Many Americans see air travel around the holidays as a necessary evil. We brave the stress of crowds, delays, high ticket prices, high bag fees, and hope we don’t have to change our plans and pay even higher change fees. We sit in uncomfortably small airplane seats and try to use tiny airplane bathrooms. Most of us believe it is all worthwhile to spend special time with the people we care about, but still wish that it could be different. In fact, the most recent American Customer Service Index found that airline customer satisfaction fell in 2018 even as more people traveled by air. With a score of 67 out of 100, United Airlines was by far the lowest-ranking traditional air carrier on passenger satisfaction ratings, doing worse than every other US airline except for ultra-low-cost carriers Frontier and Spirit.
What many air travelers don’t know is that at the same time that passengers are struggling, so are many of the people working in the airport around them. Airport jobs used to be good union jobs, but airlines have increasingly outsourced critical service work to contractors or subsidiaries. In 2017, United Airlines made $2.1 billion in profit, and their CEO was paid over $4,500 per hour. This is more than 500 times the posted starting wage for some jobs at their subsidiary United Ground Express.

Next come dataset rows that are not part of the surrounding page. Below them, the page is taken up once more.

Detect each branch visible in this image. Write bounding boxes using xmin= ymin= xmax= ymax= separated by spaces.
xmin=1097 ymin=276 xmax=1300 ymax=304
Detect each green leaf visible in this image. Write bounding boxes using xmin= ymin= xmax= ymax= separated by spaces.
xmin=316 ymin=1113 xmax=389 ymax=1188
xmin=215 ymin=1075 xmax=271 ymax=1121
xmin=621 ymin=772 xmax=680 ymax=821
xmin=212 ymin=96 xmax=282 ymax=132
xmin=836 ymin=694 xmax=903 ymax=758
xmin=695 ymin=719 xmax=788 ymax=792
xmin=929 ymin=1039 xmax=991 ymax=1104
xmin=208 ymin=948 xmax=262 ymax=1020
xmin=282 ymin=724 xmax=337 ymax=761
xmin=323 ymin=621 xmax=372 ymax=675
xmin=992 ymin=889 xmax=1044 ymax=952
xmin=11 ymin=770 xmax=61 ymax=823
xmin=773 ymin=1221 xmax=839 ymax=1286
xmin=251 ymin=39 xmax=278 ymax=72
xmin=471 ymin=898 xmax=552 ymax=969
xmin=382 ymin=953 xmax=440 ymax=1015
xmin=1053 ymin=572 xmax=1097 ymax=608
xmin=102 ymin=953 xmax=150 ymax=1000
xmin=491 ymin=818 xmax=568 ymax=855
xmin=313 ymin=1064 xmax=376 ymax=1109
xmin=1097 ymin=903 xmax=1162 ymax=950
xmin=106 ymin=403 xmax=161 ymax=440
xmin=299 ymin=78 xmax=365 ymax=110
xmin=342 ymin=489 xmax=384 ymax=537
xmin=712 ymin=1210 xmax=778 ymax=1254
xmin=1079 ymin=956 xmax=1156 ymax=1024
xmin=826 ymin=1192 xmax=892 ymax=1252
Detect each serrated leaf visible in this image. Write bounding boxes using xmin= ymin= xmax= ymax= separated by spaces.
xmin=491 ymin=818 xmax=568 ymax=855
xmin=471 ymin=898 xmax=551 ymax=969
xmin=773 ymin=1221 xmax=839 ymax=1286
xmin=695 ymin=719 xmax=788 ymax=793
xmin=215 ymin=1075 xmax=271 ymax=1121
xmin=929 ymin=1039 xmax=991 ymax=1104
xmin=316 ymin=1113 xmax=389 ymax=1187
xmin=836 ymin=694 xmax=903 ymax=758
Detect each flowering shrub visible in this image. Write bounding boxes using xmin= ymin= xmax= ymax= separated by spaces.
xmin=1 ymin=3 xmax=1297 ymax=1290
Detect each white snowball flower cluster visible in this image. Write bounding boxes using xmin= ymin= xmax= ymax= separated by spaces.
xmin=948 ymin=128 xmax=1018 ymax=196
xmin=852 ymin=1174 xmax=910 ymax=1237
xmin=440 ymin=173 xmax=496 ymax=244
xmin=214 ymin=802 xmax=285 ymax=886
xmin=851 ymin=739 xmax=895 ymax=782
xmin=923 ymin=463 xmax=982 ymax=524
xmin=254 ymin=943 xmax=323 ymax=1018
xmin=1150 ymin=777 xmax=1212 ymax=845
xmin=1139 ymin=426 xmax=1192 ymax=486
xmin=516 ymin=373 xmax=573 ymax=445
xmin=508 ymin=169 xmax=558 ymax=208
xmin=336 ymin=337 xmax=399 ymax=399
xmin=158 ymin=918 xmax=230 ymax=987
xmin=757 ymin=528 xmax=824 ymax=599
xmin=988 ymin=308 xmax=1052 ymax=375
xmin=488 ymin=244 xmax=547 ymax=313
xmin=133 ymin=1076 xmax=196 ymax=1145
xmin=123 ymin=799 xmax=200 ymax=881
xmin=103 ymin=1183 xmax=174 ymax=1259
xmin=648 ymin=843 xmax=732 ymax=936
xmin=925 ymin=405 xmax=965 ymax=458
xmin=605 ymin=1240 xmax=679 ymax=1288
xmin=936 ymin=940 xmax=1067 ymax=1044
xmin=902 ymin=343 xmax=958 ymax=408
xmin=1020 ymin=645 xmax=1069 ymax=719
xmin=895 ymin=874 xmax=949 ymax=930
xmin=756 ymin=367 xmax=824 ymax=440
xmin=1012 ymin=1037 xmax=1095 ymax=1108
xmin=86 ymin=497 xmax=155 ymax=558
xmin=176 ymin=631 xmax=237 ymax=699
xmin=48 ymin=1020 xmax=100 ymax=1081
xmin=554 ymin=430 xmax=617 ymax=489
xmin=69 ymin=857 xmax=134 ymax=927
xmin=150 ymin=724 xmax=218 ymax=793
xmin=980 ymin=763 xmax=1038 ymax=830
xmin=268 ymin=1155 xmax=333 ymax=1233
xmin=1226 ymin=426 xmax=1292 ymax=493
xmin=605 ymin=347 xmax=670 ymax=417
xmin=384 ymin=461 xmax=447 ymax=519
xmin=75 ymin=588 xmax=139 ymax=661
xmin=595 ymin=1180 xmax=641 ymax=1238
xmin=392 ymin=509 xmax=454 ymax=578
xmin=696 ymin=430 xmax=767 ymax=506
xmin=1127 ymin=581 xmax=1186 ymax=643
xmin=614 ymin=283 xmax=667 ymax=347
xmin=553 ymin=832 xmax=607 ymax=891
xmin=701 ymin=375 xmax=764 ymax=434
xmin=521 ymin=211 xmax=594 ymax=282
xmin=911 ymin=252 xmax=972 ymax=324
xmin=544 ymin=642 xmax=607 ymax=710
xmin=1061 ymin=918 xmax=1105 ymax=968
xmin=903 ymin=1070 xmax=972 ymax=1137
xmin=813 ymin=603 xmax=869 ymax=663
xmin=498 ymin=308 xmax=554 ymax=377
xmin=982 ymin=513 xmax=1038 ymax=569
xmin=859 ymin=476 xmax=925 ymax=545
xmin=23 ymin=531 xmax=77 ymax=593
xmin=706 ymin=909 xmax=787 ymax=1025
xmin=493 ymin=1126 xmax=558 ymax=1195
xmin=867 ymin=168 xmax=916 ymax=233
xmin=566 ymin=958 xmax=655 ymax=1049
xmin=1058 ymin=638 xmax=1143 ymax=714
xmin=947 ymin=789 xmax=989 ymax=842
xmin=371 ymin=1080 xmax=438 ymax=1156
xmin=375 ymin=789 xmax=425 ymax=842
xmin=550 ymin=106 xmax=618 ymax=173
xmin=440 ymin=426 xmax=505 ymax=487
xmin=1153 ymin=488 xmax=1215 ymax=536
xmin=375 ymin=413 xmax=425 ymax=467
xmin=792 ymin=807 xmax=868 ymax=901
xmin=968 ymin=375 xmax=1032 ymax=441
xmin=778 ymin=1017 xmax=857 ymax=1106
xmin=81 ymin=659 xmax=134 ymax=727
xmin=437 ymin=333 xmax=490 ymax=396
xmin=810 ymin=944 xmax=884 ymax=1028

Now, many airport workers – the people cleaning the terminals and airplanes, assisting passengers who need wheelchair services, handling our baggage, performing security functions – are stuck working multiple jobs just to pay the bills. Such low wages drive high employee turnover, which in turn degrades quality and security.

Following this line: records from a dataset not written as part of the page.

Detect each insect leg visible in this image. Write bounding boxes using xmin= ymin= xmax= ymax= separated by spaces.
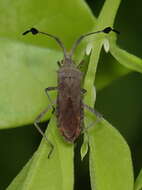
xmin=57 ymin=59 xmax=64 ymax=67
xmin=83 ymin=103 xmax=103 ymax=132
xmin=57 ymin=61 xmax=62 ymax=67
xmin=84 ymin=104 xmax=102 ymax=118
xmin=34 ymin=104 xmax=55 ymax=158
xmin=77 ymin=60 xmax=84 ymax=69
xmin=45 ymin=87 xmax=58 ymax=108
xmin=57 ymin=61 xmax=61 ymax=67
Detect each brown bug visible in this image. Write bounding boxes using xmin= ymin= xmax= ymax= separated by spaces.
xmin=23 ymin=27 xmax=119 ymax=157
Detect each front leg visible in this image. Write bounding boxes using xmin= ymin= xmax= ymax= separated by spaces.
xmin=45 ymin=87 xmax=58 ymax=108
xmin=57 ymin=60 xmax=63 ymax=67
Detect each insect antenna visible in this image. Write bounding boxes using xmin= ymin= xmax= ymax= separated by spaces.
xmin=69 ymin=26 xmax=120 ymax=58
xmin=22 ymin=28 xmax=68 ymax=59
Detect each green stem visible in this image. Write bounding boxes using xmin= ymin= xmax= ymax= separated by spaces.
xmin=98 ymin=0 xmax=121 ymax=27
xmin=84 ymin=37 xmax=103 ymax=106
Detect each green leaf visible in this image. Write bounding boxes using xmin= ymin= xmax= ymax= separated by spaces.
xmin=6 ymin=157 xmax=33 ymax=190
xmin=0 ymin=0 xmax=95 ymax=129
xmin=88 ymin=119 xmax=134 ymax=190
xmin=134 ymin=169 xmax=142 ymax=190
xmin=0 ymin=39 xmax=60 ymax=129
xmin=110 ymin=44 xmax=142 ymax=73
xmin=7 ymin=117 xmax=74 ymax=190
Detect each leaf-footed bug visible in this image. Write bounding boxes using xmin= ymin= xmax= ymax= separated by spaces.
xmin=23 ymin=27 xmax=119 ymax=158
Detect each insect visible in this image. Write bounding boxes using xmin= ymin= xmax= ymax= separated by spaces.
xmin=23 ymin=26 xmax=119 ymax=157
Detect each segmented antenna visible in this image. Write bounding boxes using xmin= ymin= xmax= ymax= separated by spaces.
xmin=23 ymin=27 xmax=119 ymax=59
xmin=69 ymin=27 xmax=119 ymax=57
xmin=22 ymin=28 xmax=67 ymax=59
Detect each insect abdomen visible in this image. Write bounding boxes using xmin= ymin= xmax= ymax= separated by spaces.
xmin=57 ymin=96 xmax=82 ymax=142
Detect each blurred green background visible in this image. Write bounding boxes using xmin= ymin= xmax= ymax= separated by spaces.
xmin=0 ymin=0 xmax=142 ymax=189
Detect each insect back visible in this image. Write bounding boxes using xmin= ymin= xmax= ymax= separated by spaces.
xmin=57 ymin=58 xmax=83 ymax=142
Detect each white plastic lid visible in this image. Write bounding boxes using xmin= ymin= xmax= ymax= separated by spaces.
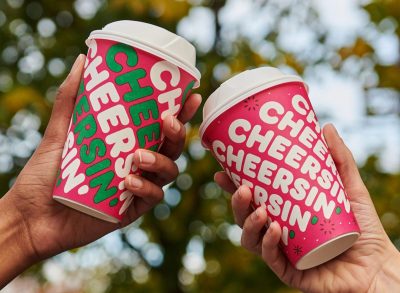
xmin=86 ymin=20 xmax=201 ymax=88
xmin=199 ymin=67 xmax=306 ymax=141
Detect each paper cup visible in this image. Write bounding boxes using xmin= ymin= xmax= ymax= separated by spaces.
xmin=199 ymin=67 xmax=360 ymax=270
xmin=52 ymin=21 xmax=200 ymax=223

What makes such poverty-fueling jobs even more outrageous is that while taking the low road on wages and working conditions, airlines are simultaneously getting taxpayers to subsidize their fuel bill. In United Airlines’ hub states New Jersey, Colorado, California, Illinois, and Virginia, airlines get special tax breaks on jet fuel and other costs worth an estimated $480 million. This is money that could otherwise be going to improve conditions at the airport; projects that would make life better for everybody at the airport, like better infrastructure, improved public transit options, emergency preparedness training, or programs to protect airport workers from health risks. Yet United Airlines is fighting to keep their special tax exemption in New Jersey rather than have those funds directed toward airport projects that benefit the community, even as regular New Jersey residents see their biggest gas tax increase in history.
Our airport infrastructure was built largely with public dollars, meant to benefit everyone. But airlines like United are trying to extract as much profit from the system as possible, to the detriment of passengers, workers, and taxpayers.